His style was passed on to his son Li Shixing (1283-1328). Within the first half of the 14th century, intellectual exchange between the Chinese Zen and the Japanese Zen schools intensified, which included the importation, followed by evolution of the painting style amongst the Muromachi elite.

The prominence of an independent style in Japan grew more prominent after the Heian period, with the emergence of Yamato-e, of which the Tosa school became renowned for, while maintaining infusion of ideas from China, a style known as kara-e. Bamboo in the Four Seasons is seen as an early-stage work by the Tosa School.

Japanese influences on Bamboo in the Four Seasons, depicts the transitory state of bamboo growth, from shoots to mature plant in the same space, from spring to winter, seen from right to left, the gold leaf backdrop conveying the concept of space. Impermanence and cycles is a prominent theme by showcasing the life cycle, adapted from Shinto and Buddhist precepts.

Over the course of centuries, the Tosa school's aesthetics would be studied and give way to Rinpa school in the Edo period.

== Provenance ==
The time period of Bamboo in the Four Seasons is contemporary to that of the career of Tosa Mitsunobu (1434-1525), though it is uncertain if the painting is attributed to him, even though it was made by the Tosa School.

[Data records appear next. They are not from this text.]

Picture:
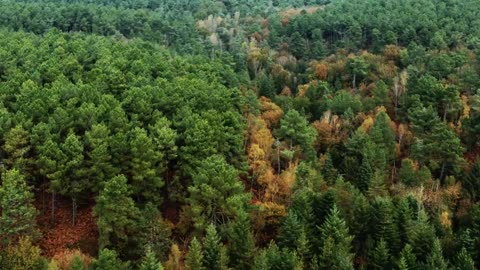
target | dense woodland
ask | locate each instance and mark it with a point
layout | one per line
(239, 134)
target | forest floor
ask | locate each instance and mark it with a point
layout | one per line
(61, 234)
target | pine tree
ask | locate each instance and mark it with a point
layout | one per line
(217, 194)
(174, 259)
(77, 264)
(214, 252)
(463, 261)
(194, 258)
(336, 247)
(108, 260)
(383, 223)
(380, 256)
(422, 237)
(145, 166)
(149, 262)
(241, 243)
(18, 213)
(99, 156)
(383, 135)
(365, 175)
(435, 260)
(407, 174)
(116, 213)
(295, 130)
(16, 147)
(329, 171)
(471, 182)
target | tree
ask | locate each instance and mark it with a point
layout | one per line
(463, 261)
(358, 69)
(71, 180)
(435, 260)
(407, 174)
(365, 175)
(16, 147)
(108, 260)
(216, 195)
(116, 214)
(407, 257)
(241, 243)
(99, 156)
(77, 264)
(174, 259)
(23, 255)
(149, 262)
(145, 166)
(18, 213)
(336, 247)
(380, 256)
(194, 258)
(215, 257)
(471, 182)
(295, 129)
(383, 136)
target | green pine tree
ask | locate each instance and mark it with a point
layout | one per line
(435, 260)
(241, 243)
(336, 247)
(77, 264)
(194, 258)
(149, 262)
(18, 213)
(464, 261)
(108, 260)
(116, 213)
(380, 256)
(215, 257)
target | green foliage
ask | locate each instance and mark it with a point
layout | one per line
(216, 195)
(108, 260)
(215, 256)
(241, 243)
(149, 262)
(18, 213)
(336, 247)
(194, 258)
(116, 214)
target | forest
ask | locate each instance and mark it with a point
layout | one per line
(239, 134)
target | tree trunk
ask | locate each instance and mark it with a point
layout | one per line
(74, 210)
(442, 171)
(53, 208)
(354, 81)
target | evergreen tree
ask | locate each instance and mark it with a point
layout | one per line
(407, 174)
(18, 213)
(116, 213)
(215, 256)
(295, 130)
(365, 175)
(77, 264)
(380, 256)
(435, 260)
(216, 195)
(108, 260)
(241, 243)
(17, 147)
(329, 171)
(99, 156)
(336, 247)
(463, 261)
(471, 182)
(149, 262)
(145, 166)
(194, 258)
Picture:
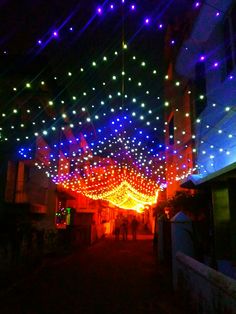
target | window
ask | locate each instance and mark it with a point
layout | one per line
(229, 32)
(200, 84)
(171, 131)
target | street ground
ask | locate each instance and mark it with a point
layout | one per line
(111, 276)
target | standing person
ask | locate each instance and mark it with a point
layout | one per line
(134, 226)
(117, 227)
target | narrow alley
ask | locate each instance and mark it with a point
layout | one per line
(111, 276)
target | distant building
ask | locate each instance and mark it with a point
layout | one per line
(201, 123)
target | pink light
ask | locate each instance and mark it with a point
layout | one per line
(99, 10)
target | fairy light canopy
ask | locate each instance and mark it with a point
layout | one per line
(87, 106)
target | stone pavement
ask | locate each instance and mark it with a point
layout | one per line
(108, 277)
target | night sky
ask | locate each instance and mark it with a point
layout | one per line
(65, 65)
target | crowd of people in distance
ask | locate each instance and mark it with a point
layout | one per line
(122, 225)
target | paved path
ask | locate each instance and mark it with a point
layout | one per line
(108, 277)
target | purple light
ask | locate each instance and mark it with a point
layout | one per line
(99, 10)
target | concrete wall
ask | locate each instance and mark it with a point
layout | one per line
(202, 289)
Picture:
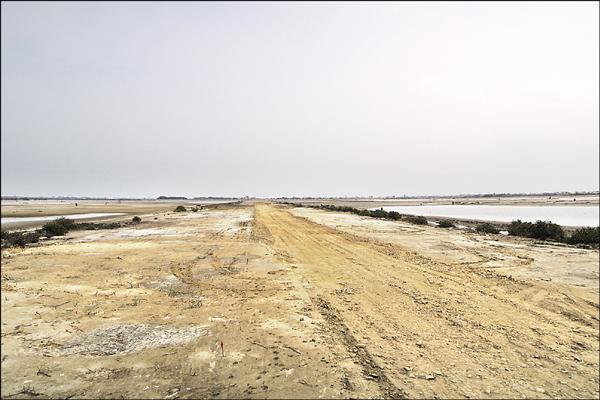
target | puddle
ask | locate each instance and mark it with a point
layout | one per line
(8, 221)
(562, 215)
(129, 338)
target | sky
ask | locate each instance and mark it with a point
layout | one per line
(298, 99)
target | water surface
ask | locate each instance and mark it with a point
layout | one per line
(562, 215)
(7, 221)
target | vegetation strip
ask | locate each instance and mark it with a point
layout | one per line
(542, 230)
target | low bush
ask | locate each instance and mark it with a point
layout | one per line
(19, 238)
(395, 215)
(56, 228)
(487, 228)
(93, 226)
(416, 219)
(543, 230)
(379, 214)
(445, 223)
(585, 236)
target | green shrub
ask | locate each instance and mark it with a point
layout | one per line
(540, 230)
(379, 214)
(445, 223)
(395, 215)
(487, 228)
(93, 226)
(19, 238)
(416, 219)
(56, 228)
(585, 236)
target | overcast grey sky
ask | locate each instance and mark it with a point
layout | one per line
(281, 99)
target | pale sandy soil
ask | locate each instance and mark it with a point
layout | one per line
(307, 303)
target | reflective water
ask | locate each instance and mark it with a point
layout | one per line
(562, 215)
(12, 220)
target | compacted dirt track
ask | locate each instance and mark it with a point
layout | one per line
(304, 311)
(430, 329)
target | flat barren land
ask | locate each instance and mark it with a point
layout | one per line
(259, 300)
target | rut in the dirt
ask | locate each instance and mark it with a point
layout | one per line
(371, 369)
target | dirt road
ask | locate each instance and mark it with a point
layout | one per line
(435, 330)
(304, 310)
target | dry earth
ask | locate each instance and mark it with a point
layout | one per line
(307, 304)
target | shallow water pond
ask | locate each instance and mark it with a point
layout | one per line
(562, 215)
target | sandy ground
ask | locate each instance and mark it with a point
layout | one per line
(307, 304)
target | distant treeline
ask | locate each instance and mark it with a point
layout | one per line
(475, 195)
(542, 230)
(58, 227)
(195, 198)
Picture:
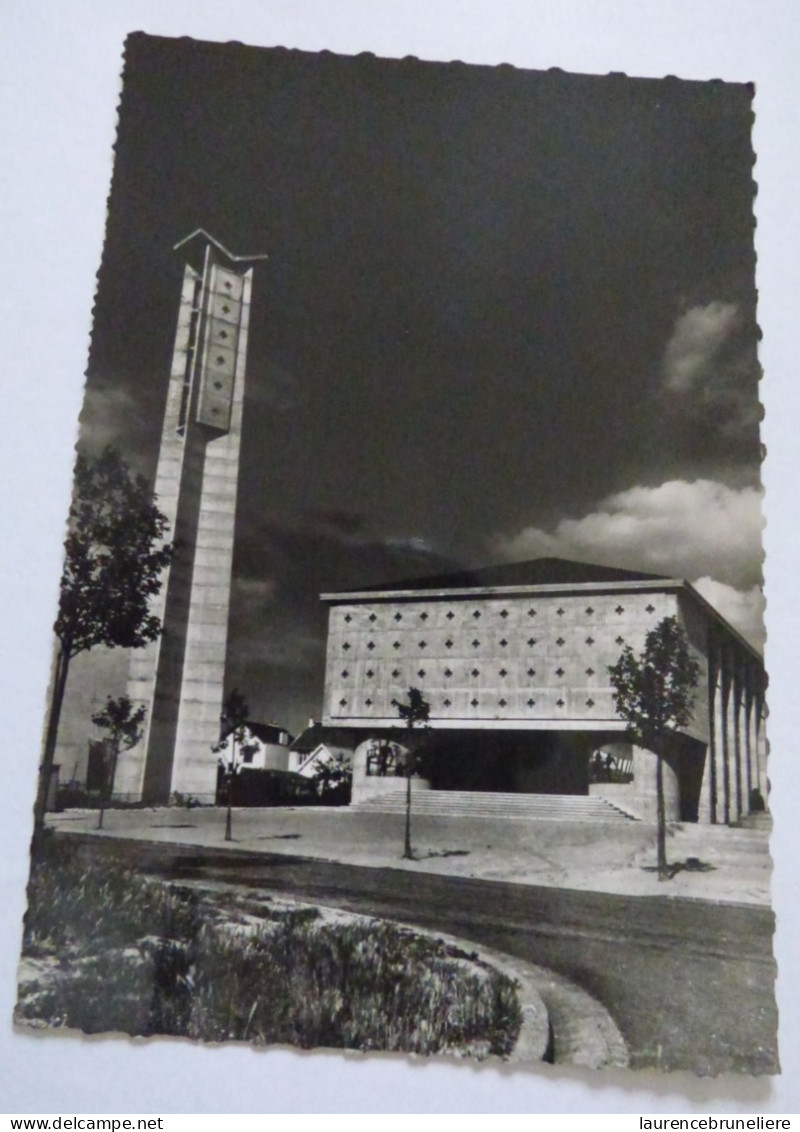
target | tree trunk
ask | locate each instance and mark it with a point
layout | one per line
(108, 791)
(45, 769)
(661, 835)
(407, 851)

Efforts to construct the evolution and influences of Tosa school is only recent in scope.

The folding screen would have been a subject of study during the Azuchi–Momoyama and Edo period, thru open study by independent painters, machi-eshi (townsman painters). Observation and study would give way and influence towards Rinpa style, with prominent artists including Tawaraya Sōtatsu.

Owned previously by Yabumoto Shōgorō of Osaka, Bamboo in the Four Seasons would be acquired by art collector Harry G.C. Packard, who would then gift the painting to the MET in 1975. As of today, the panels are under designated accession number 1975.268.44,45.

Prominently rotated as part of MET's permanent collection, the painting has seen special exhibition at the Tokyo Metropolitan Teien Art Museum to commemorate the 500th anniversary of Osaka Castle from October–November 1986, as well as an exhibit at the Cleveland Museum of Art on 16th-century Japanese art in October–December 1991.